Patti Smith on Patti Smith by Aidan Levy

Patti Smith on Patti Smith by Aidan Levy

Author:Aidan Levy
Language: eng
Format: epub, pdf
Publisher: Chicago Review Press
Published: 2021-11-15T00:00:00+00:00


PATTI SMITH RETURNS TO GROUND ZERO

Fred Mills | January 30, 1998 | Goldmine

If all of Patti Smith’s records are remembrances, as she has said, sometimes the albums—and her interviews about them—become remembrances for the lost loved ones of the listener. Such was the case when Fred Mills called Smith on the phone in 1997 for a cover story in Goldmine.

“That’s one of my favorite interviews I ever did,” Mills told me. “At the time of the interview, in the fall of ’97, I had moved for a few months into my mom’s house after her death in order to clean it out and prepare it for sale. I told Patti a story about how the final time I was able to spend extended quality time with my mom before she died was during a beach vacation when I was also obsessing over Gone Again and working on a review of it—and how I will always associate that album with Mom. Patti genuinely seemed moved by the story, and somehow Patti became, at that moment, a shoulder I could lean on, while surrounded by memories of my mother in her house.”
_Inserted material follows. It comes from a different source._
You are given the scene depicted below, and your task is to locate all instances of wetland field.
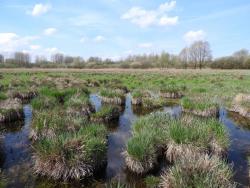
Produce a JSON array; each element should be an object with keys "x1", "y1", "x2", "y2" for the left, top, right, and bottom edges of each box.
[{"x1": 0, "y1": 69, "x2": 250, "y2": 188}]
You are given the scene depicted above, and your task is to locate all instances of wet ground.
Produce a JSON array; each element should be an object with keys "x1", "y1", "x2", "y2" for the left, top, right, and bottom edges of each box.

Mills was a longtime fan. He first met Smith on January 21, 1977, when he snuck backstage the night the Patti Smith Group played Memorial Hall at the University of North Carolina at Chapel Hill. The show constituted a “turning point in my musical consciousness,” Mills tells her here. It was a high-water mark for the band as well.

Mills was struck by the group’s dynamism on stage in 1977, and as a testament to the Patti Smith Group as a collective, he interviewed Lenny Kaye and Jay Dee Daugherty alongside Smith for the ’98 article, though only the discussion with Smith is included here. They touched on the group’s first single, “Piss Factory”—an “experiment to see if that intensity we were generating live could be transferred to a disc,” Kaye said—in addition to the influence of Albert Ayler, the missing Horses masters, and the serendipity that brought the group together at a specific time and place. The result gives a compelling portrait of an iconic group at the outset of an unlikely second act. —Ed.
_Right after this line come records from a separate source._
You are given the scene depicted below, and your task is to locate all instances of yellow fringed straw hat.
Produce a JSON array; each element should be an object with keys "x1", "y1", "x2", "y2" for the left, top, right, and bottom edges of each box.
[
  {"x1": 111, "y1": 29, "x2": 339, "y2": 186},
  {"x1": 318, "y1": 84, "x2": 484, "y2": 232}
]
The one-of-a-kind rock poet and her longtime sidemen tell their story in their own words

Leave it to one of Patti Smith’s musical progeny to sum up perfectly the punk doyenne’s impact.
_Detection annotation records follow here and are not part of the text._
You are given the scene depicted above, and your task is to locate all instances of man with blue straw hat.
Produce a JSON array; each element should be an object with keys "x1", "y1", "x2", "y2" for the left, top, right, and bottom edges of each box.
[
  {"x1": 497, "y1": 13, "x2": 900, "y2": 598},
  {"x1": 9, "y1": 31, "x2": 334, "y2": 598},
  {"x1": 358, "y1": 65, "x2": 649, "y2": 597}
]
“Patti Smith was, and is, pure experience,” wrote Sonic Youth guitarist Thurston Moore, in a ’96 article for Britain’s Vox. “Her reign during the ’70s as a street-hot rock ’n’ roll messiah seemed to exist from a void, no past, no future,” continued Moore, then concluding with severe certainty, “The strongest and most original force in the music’s history had been a woman.”

Not only original and influential—just ask Michael Stipe, Bono, Courtney Love or P.J. Harvey—but remarkably consistent of vision over the years. Consider:

In 1978, Smith told Rolling Stone, “Solidarity is not a myth, not some pathetic dream. The important thing [is to] wake up kids and inspire them to action.